Bei einer Investition in CoCos gibt es drei Hauptrisiken: Bail-in (Verlustabsorptionsrisiko), Kuponausfallrisiko und Verlängerungsrisiko. Die regulatorischen Entscheidungen von Regierungen und Zentralbanken zur Vermeidung einer systemischen Finanzkrise haben diese Risiken jedoch erheblich reduziert. Die Bail-in- und Kapitalvorschriften wurden vorübergehend aufgehoben, damit Banken weiterhin Geld an die Wirtschaft verleihen können. Dasselbe gilt für das Kuponausfallrisiko. „Wenn eine Bank nicht in der Lage ist, die Solvabilitätsquote einzuhalten, ist es ihr normalerweise nicht gestattet, Kupons auf AT1-CoCos auszuzahlen.

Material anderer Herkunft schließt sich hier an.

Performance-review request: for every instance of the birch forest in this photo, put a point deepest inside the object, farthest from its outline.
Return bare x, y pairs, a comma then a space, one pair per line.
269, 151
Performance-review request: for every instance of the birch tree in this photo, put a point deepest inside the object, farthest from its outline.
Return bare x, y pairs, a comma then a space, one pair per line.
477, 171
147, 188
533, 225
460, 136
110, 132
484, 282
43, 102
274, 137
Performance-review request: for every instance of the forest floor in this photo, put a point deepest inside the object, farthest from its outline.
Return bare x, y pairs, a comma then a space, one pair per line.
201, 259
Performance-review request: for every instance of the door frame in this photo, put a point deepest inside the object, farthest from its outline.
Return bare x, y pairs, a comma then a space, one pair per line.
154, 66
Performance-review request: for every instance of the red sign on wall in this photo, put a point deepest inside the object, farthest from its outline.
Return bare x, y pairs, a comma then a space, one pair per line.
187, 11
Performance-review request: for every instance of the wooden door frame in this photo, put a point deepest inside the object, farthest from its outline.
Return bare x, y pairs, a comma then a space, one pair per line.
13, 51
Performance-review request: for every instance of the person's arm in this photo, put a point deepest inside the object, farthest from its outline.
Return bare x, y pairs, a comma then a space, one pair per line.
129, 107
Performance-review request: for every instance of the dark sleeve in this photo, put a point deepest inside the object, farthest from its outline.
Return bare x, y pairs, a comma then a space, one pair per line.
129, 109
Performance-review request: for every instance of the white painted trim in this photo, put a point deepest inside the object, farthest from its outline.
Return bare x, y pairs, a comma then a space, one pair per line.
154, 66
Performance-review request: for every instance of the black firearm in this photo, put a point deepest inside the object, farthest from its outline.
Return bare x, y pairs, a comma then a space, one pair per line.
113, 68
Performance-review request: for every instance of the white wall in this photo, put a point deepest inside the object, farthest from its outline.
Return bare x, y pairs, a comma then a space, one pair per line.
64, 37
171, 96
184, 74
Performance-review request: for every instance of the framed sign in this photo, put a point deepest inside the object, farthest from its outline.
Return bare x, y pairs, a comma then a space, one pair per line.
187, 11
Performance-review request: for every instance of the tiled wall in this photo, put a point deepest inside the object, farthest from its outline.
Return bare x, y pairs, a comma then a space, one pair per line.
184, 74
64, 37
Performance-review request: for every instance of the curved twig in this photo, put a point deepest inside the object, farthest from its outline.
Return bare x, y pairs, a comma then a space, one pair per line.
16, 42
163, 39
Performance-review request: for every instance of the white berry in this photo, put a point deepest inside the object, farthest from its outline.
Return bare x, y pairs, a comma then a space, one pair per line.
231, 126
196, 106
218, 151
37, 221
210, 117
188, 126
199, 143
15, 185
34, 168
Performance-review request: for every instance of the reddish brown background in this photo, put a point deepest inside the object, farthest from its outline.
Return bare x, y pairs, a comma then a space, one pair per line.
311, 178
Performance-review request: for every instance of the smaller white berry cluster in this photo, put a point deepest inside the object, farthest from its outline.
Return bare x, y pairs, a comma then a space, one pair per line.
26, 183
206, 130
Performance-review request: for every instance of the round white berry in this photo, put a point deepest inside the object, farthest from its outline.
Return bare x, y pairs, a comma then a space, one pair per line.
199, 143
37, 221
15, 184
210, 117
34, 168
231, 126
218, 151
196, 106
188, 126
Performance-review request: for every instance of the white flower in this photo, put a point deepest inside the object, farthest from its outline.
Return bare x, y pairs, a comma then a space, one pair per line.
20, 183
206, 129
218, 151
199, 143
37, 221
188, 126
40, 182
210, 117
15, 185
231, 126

Die Dividendenzahlungen – insbesondere in Europa – wurden ausgesetzt, ein regulatorisches Verbot von CoCos gab es jedoch nicht, da dies kontraproduktiv gewesen wäre. Neue Regelungen haben dafür gesorgt, dass Kupons ausgezahlt werden“, analysiert Boudinet. Die wirtschaftlichen Auswirkungen von Corona werden noch lange spürbar sein. Infolgedessen werden sich die Bilanzen der Banken 2021/2022 voraussichtlich etwas verschlechtern. Aufgrund der neuen Vorschriften werden die Banken jedoch mehr Spielraum für Rückstellungen haben als 2015. „Wir haben noch nie zuvor solch solide Banken gesehen. Sie verfügen über mehr als ausreichende Mittel, um komfortable Solvabilitätsquoten zu halten und gleichzeitig ihre Rückstellungen für Kreditrisiken zu erhöhen“, so Boudinet.
Auch das Verlängerungsrisiko ist sehr gering. Die Märkte haben das Risiko, dass eine AT1-CoCo nicht gekündigt wird, bereits eingepreist. „Santander war 2019 die erste Bank, die ihre CoCo-Anleihe nicht gekündigt hat. Aber es hatte keinerlei Auswirkungen auf die Märkte, da es sich um ein Einzelfall-Szenario handelte“, so Boudinet.